A growing industrial demand for multifunctional bio-friendly raw materials is pushing researchers to develop value-added and energy-saving biocomposites and processes. Now, researchers at University of British Columbia Okanagan are manufacturing environmentally friendly stone composites using polymers and natural stone slurry waste.
These new composites are made of materials previously discarded from construction supplies or cutting of blocks (structural or ornamental) for monuments. While reusing the waste material of natural stone production is common in cement, tile and concrete industry, adding the stone slurry to polymers is a new and innovative idea, explains School of Engineering Professor Abbas Milani.
“Because the slurry is a waste material, it comes at a lower cost for recycled composite production,” says Milani, director of UBC’s Materials and Manufacturing Research Institute (MMRI).
Milani and his colleagues recently received UBC eminence funding to establish a cluster of research excellence in biocomposites. The cluster will develop novel agricultural and forestry-based bio-and recycled composites to minimize the impact of conventional plastics and waste on the environment.
The powdered stone waste used in the project provides flexibility to the new particulate polymer matrix composite. It can be mixed at different ratios into the finished product through appropriate heat or pressure to meet structural requirements or aesthetic choices, defined by industry and customers.
“This green stone composite can easily be integrated into a variety of applications,” says UBC Research Associate Davoud Karimi. “These composites can be used in decorations and sanitation products ranging from aerospace to automotive applications.”
The researchers varied the amount of stone added to the composites then tested several parameters to determine strength, durability and density along with thermal conductivity. The molding and mechanical tests were conducted in the Composites Research Network Okanagan Laboratory with collaboration from the MMRI.
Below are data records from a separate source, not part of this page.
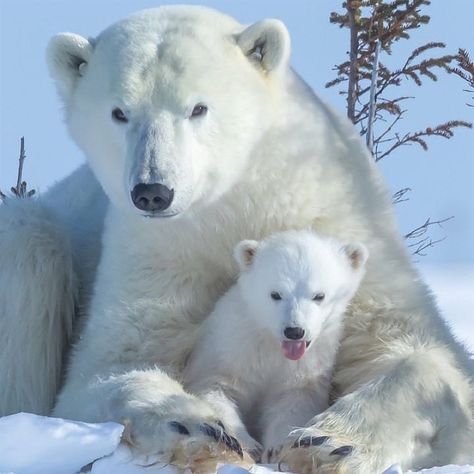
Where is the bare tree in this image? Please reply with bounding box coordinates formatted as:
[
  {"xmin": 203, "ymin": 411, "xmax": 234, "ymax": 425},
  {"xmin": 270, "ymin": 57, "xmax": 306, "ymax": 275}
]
[
  {"xmin": 0, "ymin": 137, "xmax": 36, "ymax": 201},
  {"xmin": 326, "ymin": 0, "xmax": 474, "ymax": 255}
]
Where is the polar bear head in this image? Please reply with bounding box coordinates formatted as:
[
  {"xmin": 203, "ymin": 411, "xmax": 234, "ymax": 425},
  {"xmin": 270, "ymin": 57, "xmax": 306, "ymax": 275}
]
[
  {"xmin": 48, "ymin": 6, "xmax": 290, "ymax": 217},
  {"xmin": 234, "ymin": 231, "xmax": 368, "ymax": 360}
]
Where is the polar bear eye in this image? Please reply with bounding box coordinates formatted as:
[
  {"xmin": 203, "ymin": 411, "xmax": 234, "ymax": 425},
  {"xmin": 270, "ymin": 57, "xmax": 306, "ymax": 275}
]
[
  {"xmin": 270, "ymin": 291, "xmax": 281, "ymax": 301},
  {"xmin": 191, "ymin": 104, "xmax": 207, "ymax": 118},
  {"xmin": 112, "ymin": 107, "xmax": 128, "ymax": 123},
  {"xmin": 311, "ymin": 293, "xmax": 326, "ymax": 303}
]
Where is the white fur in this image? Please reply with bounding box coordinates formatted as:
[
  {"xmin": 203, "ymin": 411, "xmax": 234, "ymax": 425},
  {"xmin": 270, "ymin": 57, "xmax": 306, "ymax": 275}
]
[
  {"xmin": 0, "ymin": 6, "xmax": 474, "ymax": 474},
  {"xmin": 184, "ymin": 231, "xmax": 366, "ymax": 461}
]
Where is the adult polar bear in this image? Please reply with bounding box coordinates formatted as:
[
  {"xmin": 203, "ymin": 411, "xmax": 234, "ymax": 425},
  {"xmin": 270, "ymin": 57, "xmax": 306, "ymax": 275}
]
[{"xmin": 0, "ymin": 6, "xmax": 474, "ymax": 474}]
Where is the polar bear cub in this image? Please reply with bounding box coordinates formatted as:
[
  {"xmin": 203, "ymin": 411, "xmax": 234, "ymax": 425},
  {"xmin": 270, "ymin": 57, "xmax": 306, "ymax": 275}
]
[{"xmin": 184, "ymin": 231, "xmax": 368, "ymax": 460}]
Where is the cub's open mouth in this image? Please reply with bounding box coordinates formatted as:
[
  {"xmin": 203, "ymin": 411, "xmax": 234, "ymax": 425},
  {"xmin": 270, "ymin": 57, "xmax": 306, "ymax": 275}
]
[{"xmin": 281, "ymin": 341, "xmax": 311, "ymax": 360}]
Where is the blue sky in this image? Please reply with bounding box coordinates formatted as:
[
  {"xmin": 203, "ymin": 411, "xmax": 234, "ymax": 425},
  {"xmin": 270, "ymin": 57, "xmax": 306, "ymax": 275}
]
[{"xmin": 0, "ymin": 0, "xmax": 474, "ymax": 264}]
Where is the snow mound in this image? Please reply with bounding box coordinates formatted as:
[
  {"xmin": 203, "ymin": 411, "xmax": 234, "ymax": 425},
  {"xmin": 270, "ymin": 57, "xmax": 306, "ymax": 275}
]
[
  {"xmin": 0, "ymin": 413, "xmax": 123, "ymax": 474},
  {"xmin": 0, "ymin": 413, "xmax": 474, "ymax": 474}
]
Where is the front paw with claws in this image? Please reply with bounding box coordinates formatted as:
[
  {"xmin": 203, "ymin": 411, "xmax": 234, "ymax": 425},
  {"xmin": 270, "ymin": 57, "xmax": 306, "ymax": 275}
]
[
  {"xmin": 123, "ymin": 394, "xmax": 253, "ymax": 474},
  {"xmin": 280, "ymin": 428, "xmax": 359, "ymax": 474}
]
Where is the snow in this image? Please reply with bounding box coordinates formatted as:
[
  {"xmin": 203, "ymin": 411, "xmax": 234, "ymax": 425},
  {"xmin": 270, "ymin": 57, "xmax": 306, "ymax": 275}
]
[
  {"xmin": 0, "ymin": 413, "xmax": 474, "ymax": 474},
  {"xmin": 0, "ymin": 265, "xmax": 474, "ymax": 474},
  {"xmin": 0, "ymin": 413, "xmax": 123, "ymax": 474}
]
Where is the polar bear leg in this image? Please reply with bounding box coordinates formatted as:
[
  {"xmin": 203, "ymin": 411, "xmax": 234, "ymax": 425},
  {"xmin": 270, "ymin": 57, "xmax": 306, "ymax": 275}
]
[
  {"xmin": 53, "ymin": 368, "xmax": 251, "ymax": 473},
  {"xmin": 282, "ymin": 347, "xmax": 474, "ymax": 474},
  {"xmin": 0, "ymin": 198, "xmax": 75, "ymax": 416}
]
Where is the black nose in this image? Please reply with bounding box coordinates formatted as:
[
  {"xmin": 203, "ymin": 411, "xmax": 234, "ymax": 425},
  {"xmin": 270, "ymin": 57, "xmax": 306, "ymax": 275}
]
[
  {"xmin": 130, "ymin": 183, "xmax": 174, "ymax": 212},
  {"xmin": 284, "ymin": 328, "xmax": 304, "ymax": 340}
]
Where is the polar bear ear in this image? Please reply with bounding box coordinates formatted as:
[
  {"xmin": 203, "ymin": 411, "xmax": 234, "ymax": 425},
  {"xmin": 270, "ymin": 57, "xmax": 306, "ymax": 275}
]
[
  {"xmin": 46, "ymin": 33, "xmax": 94, "ymax": 101},
  {"xmin": 234, "ymin": 240, "xmax": 258, "ymax": 271},
  {"xmin": 237, "ymin": 20, "xmax": 291, "ymax": 73},
  {"xmin": 343, "ymin": 242, "xmax": 369, "ymax": 270}
]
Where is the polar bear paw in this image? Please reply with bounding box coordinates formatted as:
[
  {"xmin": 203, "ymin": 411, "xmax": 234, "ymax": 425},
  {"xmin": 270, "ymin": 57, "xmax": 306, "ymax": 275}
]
[
  {"xmin": 123, "ymin": 415, "xmax": 252, "ymax": 474},
  {"xmin": 279, "ymin": 427, "xmax": 369, "ymax": 474}
]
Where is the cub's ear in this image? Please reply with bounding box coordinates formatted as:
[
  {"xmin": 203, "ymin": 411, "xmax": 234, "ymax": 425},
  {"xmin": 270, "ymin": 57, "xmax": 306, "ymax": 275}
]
[
  {"xmin": 342, "ymin": 242, "xmax": 369, "ymax": 270},
  {"xmin": 234, "ymin": 240, "xmax": 258, "ymax": 271},
  {"xmin": 46, "ymin": 33, "xmax": 94, "ymax": 102},
  {"xmin": 237, "ymin": 20, "xmax": 291, "ymax": 74}
]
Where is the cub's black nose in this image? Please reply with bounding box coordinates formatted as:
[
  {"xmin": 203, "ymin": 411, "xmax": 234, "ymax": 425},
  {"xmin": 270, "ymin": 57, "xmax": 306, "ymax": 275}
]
[
  {"xmin": 284, "ymin": 328, "xmax": 304, "ymax": 340},
  {"xmin": 130, "ymin": 183, "xmax": 174, "ymax": 212}
]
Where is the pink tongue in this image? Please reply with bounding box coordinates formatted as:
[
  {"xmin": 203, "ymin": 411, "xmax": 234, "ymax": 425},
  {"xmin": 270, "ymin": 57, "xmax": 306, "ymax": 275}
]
[{"xmin": 281, "ymin": 341, "xmax": 306, "ymax": 360}]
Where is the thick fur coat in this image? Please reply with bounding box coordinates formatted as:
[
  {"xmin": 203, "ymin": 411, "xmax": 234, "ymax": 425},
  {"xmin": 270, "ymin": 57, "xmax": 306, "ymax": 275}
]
[{"xmin": 0, "ymin": 6, "xmax": 474, "ymax": 474}]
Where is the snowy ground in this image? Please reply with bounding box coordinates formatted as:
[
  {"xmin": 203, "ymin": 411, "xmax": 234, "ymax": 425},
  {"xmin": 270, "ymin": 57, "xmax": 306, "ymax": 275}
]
[{"xmin": 0, "ymin": 266, "xmax": 474, "ymax": 474}]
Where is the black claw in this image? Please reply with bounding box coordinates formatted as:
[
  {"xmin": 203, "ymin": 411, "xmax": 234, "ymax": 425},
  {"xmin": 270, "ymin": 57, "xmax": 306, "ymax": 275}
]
[
  {"xmin": 329, "ymin": 446, "xmax": 354, "ymax": 456},
  {"xmin": 169, "ymin": 421, "xmax": 190, "ymax": 436},
  {"xmin": 199, "ymin": 423, "xmax": 244, "ymax": 458},
  {"xmin": 293, "ymin": 436, "xmax": 329, "ymax": 448},
  {"xmin": 199, "ymin": 423, "xmax": 221, "ymax": 441}
]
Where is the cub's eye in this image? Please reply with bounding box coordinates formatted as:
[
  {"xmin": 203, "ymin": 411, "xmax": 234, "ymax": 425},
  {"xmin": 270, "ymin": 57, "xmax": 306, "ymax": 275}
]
[
  {"xmin": 270, "ymin": 291, "xmax": 281, "ymax": 301},
  {"xmin": 112, "ymin": 107, "xmax": 128, "ymax": 123},
  {"xmin": 311, "ymin": 293, "xmax": 326, "ymax": 303},
  {"xmin": 191, "ymin": 104, "xmax": 207, "ymax": 118}
]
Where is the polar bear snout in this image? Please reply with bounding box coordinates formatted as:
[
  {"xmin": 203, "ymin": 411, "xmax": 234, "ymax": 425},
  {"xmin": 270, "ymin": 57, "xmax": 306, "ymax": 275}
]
[
  {"xmin": 130, "ymin": 183, "xmax": 174, "ymax": 212},
  {"xmin": 283, "ymin": 327, "xmax": 305, "ymax": 341}
]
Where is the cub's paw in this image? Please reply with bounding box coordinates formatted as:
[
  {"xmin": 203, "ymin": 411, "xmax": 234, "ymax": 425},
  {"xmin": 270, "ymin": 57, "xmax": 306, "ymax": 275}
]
[
  {"xmin": 123, "ymin": 398, "xmax": 253, "ymax": 474},
  {"xmin": 279, "ymin": 427, "xmax": 366, "ymax": 474},
  {"xmin": 260, "ymin": 444, "xmax": 283, "ymax": 464}
]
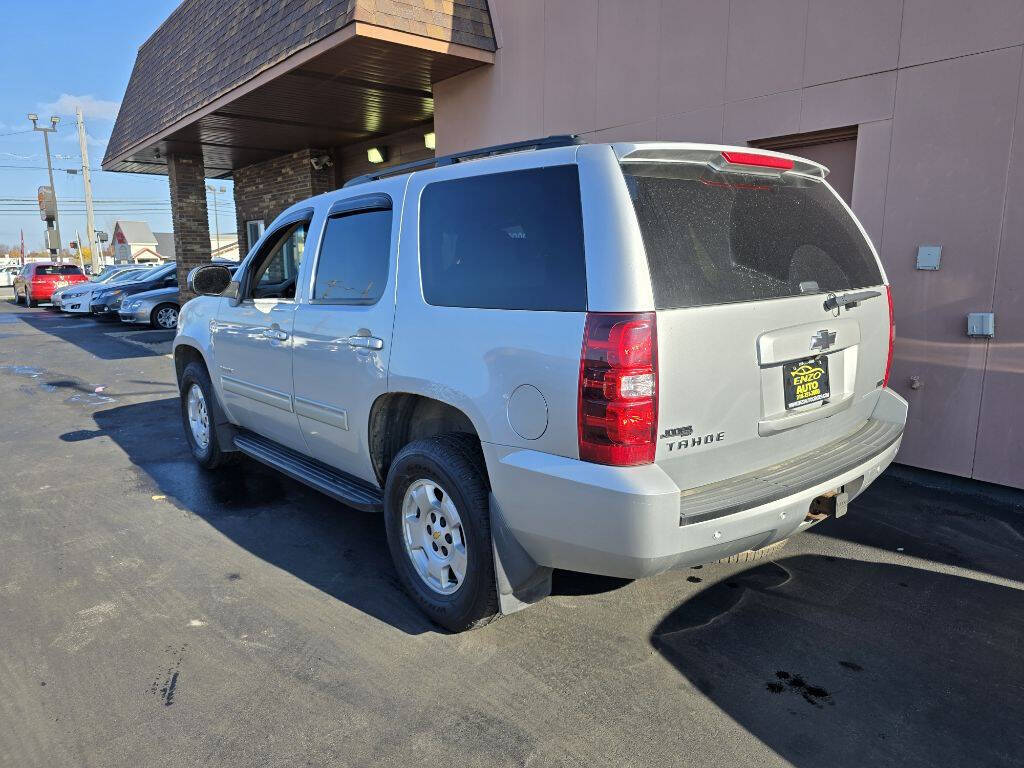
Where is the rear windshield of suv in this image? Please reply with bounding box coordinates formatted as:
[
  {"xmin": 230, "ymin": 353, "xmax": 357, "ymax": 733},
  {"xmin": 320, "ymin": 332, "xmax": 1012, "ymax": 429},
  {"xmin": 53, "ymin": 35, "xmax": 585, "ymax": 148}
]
[
  {"xmin": 36, "ymin": 264, "xmax": 82, "ymax": 274},
  {"xmin": 623, "ymin": 163, "xmax": 882, "ymax": 309},
  {"xmin": 420, "ymin": 165, "xmax": 587, "ymax": 311}
]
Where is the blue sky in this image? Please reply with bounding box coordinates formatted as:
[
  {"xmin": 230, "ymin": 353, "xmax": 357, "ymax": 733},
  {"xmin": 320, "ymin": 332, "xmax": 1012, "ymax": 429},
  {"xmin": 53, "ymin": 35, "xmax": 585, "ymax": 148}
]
[{"xmin": 0, "ymin": 0, "xmax": 234, "ymax": 255}]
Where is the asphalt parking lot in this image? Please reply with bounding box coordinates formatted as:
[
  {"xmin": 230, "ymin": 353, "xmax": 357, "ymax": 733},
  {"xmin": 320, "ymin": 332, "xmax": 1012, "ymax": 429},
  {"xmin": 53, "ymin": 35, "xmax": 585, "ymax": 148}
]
[{"xmin": 0, "ymin": 289, "xmax": 1024, "ymax": 767}]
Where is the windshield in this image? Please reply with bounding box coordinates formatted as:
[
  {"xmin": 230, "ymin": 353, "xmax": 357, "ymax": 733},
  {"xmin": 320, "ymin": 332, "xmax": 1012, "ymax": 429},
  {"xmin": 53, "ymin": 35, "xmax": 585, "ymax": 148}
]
[
  {"xmin": 109, "ymin": 269, "xmax": 153, "ymax": 283},
  {"xmin": 623, "ymin": 163, "xmax": 882, "ymax": 309},
  {"xmin": 36, "ymin": 264, "xmax": 82, "ymax": 274}
]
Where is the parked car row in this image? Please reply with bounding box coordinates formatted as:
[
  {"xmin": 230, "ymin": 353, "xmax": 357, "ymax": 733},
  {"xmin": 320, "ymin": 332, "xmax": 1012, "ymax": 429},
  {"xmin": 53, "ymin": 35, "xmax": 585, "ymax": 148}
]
[{"xmin": 13, "ymin": 262, "xmax": 236, "ymax": 330}]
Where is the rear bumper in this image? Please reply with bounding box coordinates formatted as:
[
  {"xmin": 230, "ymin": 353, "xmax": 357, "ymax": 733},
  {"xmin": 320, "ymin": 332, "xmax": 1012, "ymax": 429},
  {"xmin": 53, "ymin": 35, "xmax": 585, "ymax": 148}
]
[
  {"xmin": 483, "ymin": 390, "xmax": 906, "ymax": 579},
  {"xmin": 89, "ymin": 304, "xmax": 121, "ymax": 317},
  {"xmin": 118, "ymin": 308, "xmax": 150, "ymax": 325}
]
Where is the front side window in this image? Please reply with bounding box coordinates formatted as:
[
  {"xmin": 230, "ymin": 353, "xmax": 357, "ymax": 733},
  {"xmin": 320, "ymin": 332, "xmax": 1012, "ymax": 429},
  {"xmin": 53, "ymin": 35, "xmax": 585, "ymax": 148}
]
[
  {"xmin": 420, "ymin": 165, "xmax": 587, "ymax": 311},
  {"xmin": 250, "ymin": 221, "xmax": 309, "ymax": 299},
  {"xmin": 246, "ymin": 219, "xmax": 263, "ymax": 248},
  {"xmin": 312, "ymin": 209, "xmax": 391, "ymax": 304}
]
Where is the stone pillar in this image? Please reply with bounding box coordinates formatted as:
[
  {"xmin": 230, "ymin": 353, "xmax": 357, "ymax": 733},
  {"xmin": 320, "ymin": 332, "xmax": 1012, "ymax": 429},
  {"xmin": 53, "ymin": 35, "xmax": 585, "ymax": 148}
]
[{"xmin": 167, "ymin": 155, "xmax": 211, "ymax": 303}]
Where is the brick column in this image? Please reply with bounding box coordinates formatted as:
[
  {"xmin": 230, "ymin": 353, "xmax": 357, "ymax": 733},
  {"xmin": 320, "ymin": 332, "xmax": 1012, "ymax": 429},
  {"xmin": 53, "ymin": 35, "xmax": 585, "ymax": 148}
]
[
  {"xmin": 167, "ymin": 155, "xmax": 210, "ymax": 303},
  {"xmin": 232, "ymin": 148, "xmax": 335, "ymax": 252}
]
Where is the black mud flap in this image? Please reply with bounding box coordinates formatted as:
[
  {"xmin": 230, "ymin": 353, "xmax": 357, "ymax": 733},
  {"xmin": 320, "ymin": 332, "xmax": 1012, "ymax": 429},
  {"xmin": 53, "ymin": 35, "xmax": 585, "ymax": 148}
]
[{"xmin": 488, "ymin": 494, "xmax": 552, "ymax": 614}]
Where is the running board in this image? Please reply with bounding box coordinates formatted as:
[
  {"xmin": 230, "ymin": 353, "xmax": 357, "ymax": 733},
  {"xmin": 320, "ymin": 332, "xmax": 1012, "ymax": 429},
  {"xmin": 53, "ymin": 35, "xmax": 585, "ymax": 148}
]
[{"xmin": 233, "ymin": 432, "xmax": 384, "ymax": 512}]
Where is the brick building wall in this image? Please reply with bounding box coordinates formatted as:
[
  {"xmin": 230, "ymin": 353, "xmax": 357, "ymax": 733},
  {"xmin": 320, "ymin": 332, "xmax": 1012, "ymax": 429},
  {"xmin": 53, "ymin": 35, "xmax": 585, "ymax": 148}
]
[
  {"xmin": 234, "ymin": 150, "xmax": 335, "ymax": 258},
  {"xmin": 334, "ymin": 123, "xmax": 434, "ymax": 186},
  {"xmin": 167, "ymin": 155, "xmax": 210, "ymax": 303},
  {"xmin": 234, "ymin": 124, "xmax": 434, "ymax": 258}
]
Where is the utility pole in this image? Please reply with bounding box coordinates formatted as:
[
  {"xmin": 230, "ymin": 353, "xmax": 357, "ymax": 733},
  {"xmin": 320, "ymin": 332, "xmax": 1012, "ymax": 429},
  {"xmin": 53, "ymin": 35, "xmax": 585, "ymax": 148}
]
[
  {"xmin": 75, "ymin": 229, "xmax": 85, "ymax": 272},
  {"xmin": 29, "ymin": 113, "xmax": 60, "ymax": 261},
  {"xmin": 75, "ymin": 106, "xmax": 103, "ymax": 274},
  {"xmin": 206, "ymin": 184, "xmax": 227, "ymax": 253}
]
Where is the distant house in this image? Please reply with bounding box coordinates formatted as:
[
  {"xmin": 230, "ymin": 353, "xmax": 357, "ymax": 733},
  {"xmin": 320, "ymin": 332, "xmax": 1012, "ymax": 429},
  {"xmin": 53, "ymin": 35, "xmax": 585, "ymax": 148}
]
[
  {"xmin": 153, "ymin": 232, "xmax": 175, "ymax": 261},
  {"xmin": 210, "ymin": 232, "xmax": 240, "ymax": 261},
  {"xmin": 114, "ymin": 219, "xmax": 161, "ymax": 264}
]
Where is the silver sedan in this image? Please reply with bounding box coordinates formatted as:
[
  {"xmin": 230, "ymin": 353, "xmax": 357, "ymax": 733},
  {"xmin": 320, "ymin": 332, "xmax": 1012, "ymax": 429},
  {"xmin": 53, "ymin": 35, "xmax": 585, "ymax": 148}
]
[{"xmin": 118, "ymin": 287, "xmax": 180, "ymax": 331}]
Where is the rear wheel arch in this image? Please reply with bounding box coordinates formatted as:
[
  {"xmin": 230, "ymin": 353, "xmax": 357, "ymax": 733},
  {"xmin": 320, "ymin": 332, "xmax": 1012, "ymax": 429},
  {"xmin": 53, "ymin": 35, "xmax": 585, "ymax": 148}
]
[
  {"xmin": 174, "ymin": 344, "xmax": 210, "ymax": 382},
  {"xmin": 367, "ymin": 392, "xmax": 485, "ymax": 487}
]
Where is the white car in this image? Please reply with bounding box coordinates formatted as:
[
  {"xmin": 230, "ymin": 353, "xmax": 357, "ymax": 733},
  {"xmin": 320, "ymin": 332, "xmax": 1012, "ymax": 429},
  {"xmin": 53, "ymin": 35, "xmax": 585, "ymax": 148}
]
[{"xmin": 51, "ymin": 266, "xmax": 151, "ymax": 314}]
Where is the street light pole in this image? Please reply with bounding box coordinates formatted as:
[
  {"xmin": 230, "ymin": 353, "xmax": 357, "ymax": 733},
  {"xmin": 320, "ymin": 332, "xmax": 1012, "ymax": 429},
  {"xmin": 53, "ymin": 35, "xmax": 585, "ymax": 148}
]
[
  {"xmin": 75, "ymin": 106, "xmax": 103, "ymax": 274},
  {"xmin": 206, "ymin": 184, "xmax": 227, "ymax": 260},
  {"xmin": 29, "ymin": 114, "xmax": 60, "ymax": 261}
]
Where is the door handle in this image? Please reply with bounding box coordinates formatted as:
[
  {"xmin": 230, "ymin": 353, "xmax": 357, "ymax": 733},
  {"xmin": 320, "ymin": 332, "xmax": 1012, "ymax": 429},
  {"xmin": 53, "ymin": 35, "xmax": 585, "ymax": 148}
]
[{"xmin": 348, "ymin": 336, "xmax": 384, "ymax": 349}]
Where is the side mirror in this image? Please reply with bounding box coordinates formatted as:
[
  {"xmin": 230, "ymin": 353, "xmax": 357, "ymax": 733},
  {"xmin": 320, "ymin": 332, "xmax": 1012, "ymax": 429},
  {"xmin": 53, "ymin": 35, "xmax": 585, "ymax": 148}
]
[{"xmin": 188, "ymin": 264, "xmax": 231, "ymax": 296}]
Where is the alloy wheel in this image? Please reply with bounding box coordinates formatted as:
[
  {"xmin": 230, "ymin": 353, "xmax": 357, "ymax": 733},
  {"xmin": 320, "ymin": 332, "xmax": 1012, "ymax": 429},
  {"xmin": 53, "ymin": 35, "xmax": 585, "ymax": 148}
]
[
  {"xmin": 401, "ymin": 479, "xmax": 469, "ymax": 595},
  {"xmin": 157, "ymin": 306, "xmax": 178, "ymax": 330},
  {"xmin": 187, "ymin": 384, "xmax": 210, "ymax": 451}
]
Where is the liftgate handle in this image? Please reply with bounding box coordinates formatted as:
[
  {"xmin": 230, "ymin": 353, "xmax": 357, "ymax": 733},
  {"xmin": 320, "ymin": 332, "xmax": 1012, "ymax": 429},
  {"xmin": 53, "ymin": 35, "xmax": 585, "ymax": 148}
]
[{"xmin": 348, "ymin": 336, "xmax": 384, "ymax": 349}]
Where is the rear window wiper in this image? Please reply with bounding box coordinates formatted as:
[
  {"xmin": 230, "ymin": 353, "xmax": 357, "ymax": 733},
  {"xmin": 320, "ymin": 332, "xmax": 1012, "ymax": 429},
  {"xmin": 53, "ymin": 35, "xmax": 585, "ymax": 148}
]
[{"xmin": 823, "ymin": 291, "xmax": 882, "ymax": 312}]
By adding the stone waste to the composites, researchers determined that it not only increased the virgin polymer’s strength and durability, but the composites’ conductivity increased proportionally based on the amount of stone added.
“The increased strength is important, but the increased conductivity (up to 500 per cent) opens a huge door to several new potential applications, including 3D printing with recycled composites,” explains Milani.
“Any time we can divert waste from landfills and generate a product with the potential of economic benefit is a win-win,” Milani adds. “We hope that these sorts of products, that are carefully designed with the aid of multi-disciplinary researchers focused on 3R measures (repairable, reusable, and recyclable), can significantly contribute to the economy of our region and Canada as a whole.”
The research was funded by the Natural Sciences and Engineering Research Council (NSERC) and the National Research Institute for Science Policy (NRISP). It was recently published in the journals Composite Structures and Composites Part B: Engineering.